8 Et si haut placée qu’ait été cette maison, quiconque passera près d’elle sera dans l’étonnement et sifflera. On dira: Pourquoi l’Éternel a-t-il ainsi traité ce pays et cette maison? 9 Et l’on répondra: Parce qu’ils ont abandonné l’Éternel, leur Dieu, qui a fait sortir leurs pères du pays d’Égypte, parce qu’ils se sont attachés à d’autres dieux, se sont prosternés devant eux et les ont servis; voilà pourquoi l’Éternel a fait venir sur eux tous ces maux.

Le chapitre 10 est l’un des plus célèbre Bible: tant est grande la renommée de la sagesse et de la gloire du roi Salomon, que même la légendaire reine de Saba vient de son pays à l’interroger en personne.
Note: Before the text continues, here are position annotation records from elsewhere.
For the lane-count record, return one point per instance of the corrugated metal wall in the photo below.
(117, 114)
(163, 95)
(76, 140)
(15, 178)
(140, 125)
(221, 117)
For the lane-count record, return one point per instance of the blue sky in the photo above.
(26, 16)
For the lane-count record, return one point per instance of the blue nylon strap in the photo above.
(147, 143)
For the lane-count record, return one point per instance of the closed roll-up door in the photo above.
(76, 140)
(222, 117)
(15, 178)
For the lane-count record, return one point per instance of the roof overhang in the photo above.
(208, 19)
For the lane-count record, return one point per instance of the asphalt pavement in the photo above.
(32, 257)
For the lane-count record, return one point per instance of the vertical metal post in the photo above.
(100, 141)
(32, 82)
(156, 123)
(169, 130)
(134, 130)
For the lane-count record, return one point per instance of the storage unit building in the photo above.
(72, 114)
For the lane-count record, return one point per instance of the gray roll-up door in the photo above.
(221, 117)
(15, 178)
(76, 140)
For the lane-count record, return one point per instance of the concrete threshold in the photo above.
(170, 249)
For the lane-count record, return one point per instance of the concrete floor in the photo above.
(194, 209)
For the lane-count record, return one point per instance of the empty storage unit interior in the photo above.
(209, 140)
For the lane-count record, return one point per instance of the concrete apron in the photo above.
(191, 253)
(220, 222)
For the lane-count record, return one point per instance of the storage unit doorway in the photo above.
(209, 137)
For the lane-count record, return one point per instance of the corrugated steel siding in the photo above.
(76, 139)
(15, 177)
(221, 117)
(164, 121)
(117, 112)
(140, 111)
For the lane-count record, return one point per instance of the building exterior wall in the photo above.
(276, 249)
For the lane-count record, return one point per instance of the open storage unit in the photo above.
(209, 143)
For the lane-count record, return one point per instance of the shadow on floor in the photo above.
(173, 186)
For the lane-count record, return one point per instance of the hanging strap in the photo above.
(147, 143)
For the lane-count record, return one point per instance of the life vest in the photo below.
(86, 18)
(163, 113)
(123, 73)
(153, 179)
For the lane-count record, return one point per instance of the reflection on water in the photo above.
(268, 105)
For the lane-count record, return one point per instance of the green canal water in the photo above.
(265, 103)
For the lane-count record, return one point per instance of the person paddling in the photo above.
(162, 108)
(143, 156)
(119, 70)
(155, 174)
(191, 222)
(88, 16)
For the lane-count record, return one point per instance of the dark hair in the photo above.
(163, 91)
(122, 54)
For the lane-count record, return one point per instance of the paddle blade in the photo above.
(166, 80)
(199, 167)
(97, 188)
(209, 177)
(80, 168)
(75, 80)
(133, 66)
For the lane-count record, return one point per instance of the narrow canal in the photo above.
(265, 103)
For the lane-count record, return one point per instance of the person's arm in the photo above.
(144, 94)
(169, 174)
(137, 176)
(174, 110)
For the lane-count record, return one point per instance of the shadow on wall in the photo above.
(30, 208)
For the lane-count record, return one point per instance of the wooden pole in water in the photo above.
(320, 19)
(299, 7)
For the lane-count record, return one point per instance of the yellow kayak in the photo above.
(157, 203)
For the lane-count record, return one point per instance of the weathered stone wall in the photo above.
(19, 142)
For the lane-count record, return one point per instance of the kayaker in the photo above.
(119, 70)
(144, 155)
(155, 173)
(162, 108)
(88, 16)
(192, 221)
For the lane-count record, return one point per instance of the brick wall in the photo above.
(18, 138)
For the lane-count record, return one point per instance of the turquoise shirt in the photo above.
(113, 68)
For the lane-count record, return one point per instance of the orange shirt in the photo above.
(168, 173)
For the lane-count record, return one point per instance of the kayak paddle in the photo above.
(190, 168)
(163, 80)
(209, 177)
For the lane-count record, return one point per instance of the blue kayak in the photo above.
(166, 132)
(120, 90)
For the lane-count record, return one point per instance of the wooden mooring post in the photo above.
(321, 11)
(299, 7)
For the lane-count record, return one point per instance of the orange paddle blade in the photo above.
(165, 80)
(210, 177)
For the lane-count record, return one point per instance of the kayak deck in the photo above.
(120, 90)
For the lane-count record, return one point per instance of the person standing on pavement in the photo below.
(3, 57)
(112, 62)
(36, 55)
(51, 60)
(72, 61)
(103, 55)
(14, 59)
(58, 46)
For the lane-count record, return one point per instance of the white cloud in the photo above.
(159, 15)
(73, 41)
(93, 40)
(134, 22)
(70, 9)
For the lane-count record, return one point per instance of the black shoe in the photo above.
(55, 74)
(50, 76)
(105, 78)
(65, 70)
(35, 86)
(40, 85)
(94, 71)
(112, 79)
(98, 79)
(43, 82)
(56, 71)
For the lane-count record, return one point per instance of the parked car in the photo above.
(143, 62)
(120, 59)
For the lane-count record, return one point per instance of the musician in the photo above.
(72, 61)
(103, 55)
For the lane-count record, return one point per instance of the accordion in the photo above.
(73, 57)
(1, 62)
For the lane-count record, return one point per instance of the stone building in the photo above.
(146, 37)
Il y a un débat encore aujourd’hui si Saba a été en Arabie ou en Éthiopie, le Négus Hailé Sélassié Ier (1891-1975) prétendait descendre de Salomon et de la reine mythologique, mais plus probablement les Sabéens habité le Yémen actuel.

Le prophète Joël 4:8 les mentionne en tant que marchands qui avaient mis en place un réseau dense de commerce le long des routes caravanières qui arrivait en Mésopotamie, l’Arabie du Sud et Afrique de l’Est, de sorte que le royaume d’Israël était un carrefour vital. Il est donc possible que la visite de la reine de Saba à Salomon était principalement due à des raisons économiques, le contrôle de ces routes commerciales grâce à une alliance avec les royaumes fabuleux de l’Arabie expliquerait parfaitement l’incroyable richesse attribué au fils de David promises par l’ YHWH lui-même.

Le péché de Salomon

Malheureusement, toute période heureuse se termine tôt ou tard, ainsi est arrivé même au beau e riche royaume de Salomon.
Le Chapitre 11 en fait souligne que, le roi lui-même viole l’alliance qu’il vient de renouveler avec le Seigneur: pour faire alliance avec les puissants rois voisins il en épouse leurs filles, y compris la fille du Pharaon, et ceci le conduit à honorer les dieux étrangers, entre autres (11:7) sont nommés Camos, le dieu national des Moabites et leur roi, et Milcom vénéré par les Ammonites, bien connu aux Juifs parce que plusieurs fois ont été tenté de leur rendre un culte en se prosternant devant eux, quand YHWH semblait lointain et silencieux. Nous ne savons pas si l’épisode est historique, mais il est certainement considéré par le Deutéronomiste plus que suffisant pour justifier le démembrement du royaume de David.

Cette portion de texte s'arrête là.